TIGA PERKARA PENYALAHGUNAAN NARKOTIKA
Untuk perkara penyalahgunaan narkotika ada 3 (tiga) perkara yang diajukan permohonan penghentian penuntutannya berdasarkan keadilan Restoratif yaitu dari Kejari Kota Mojokerto 2 (dua) perkara dan Kejari Situbondo 1 (satu) perkara.

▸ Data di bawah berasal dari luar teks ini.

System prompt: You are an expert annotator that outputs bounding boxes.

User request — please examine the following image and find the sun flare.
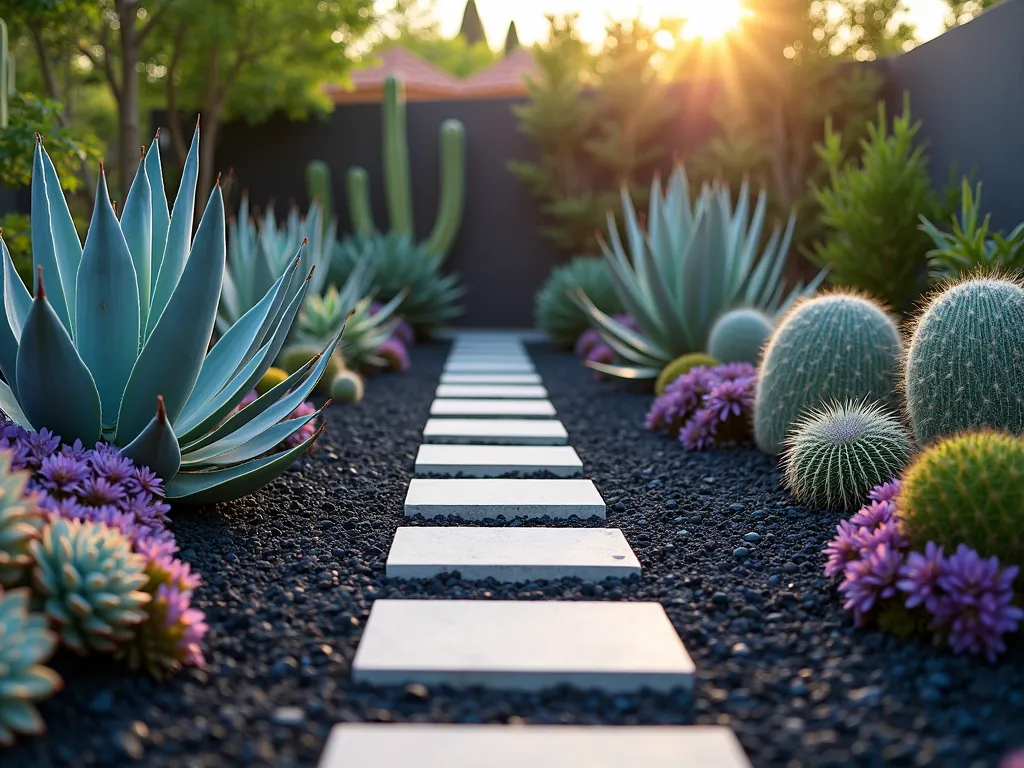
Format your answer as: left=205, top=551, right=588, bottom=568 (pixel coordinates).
left=683, top=0, right=746, bottom=40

Penyelesaian perkara pidana melalui mekanisme penghentian penuntutan berdasarkan keadilan restoratif menjadi bukti bahwa negara melalui penegak hukumnya hadir memberikan humanisme dalam penegakan hukum dalam rangka menciptakan rasa keadilan di tengah-tengah masyarakat. Melalui kebijakan restorative justice, diharapkan tidak ada lagi masyarakat bawah yang tercederai oleh rasa ketidakadilan. Langkah ini menjadi pembuktian nyata bahwa penegakan hukum tidak hanya tajam ke bawah. Meskipun demikian, perlu juga untuk digarisbawahi bahwa keadilan restoratif bukan berarti memberikan ruang pengampunan bagi pelaku pidana untuk mengulangi kesalahan serupa.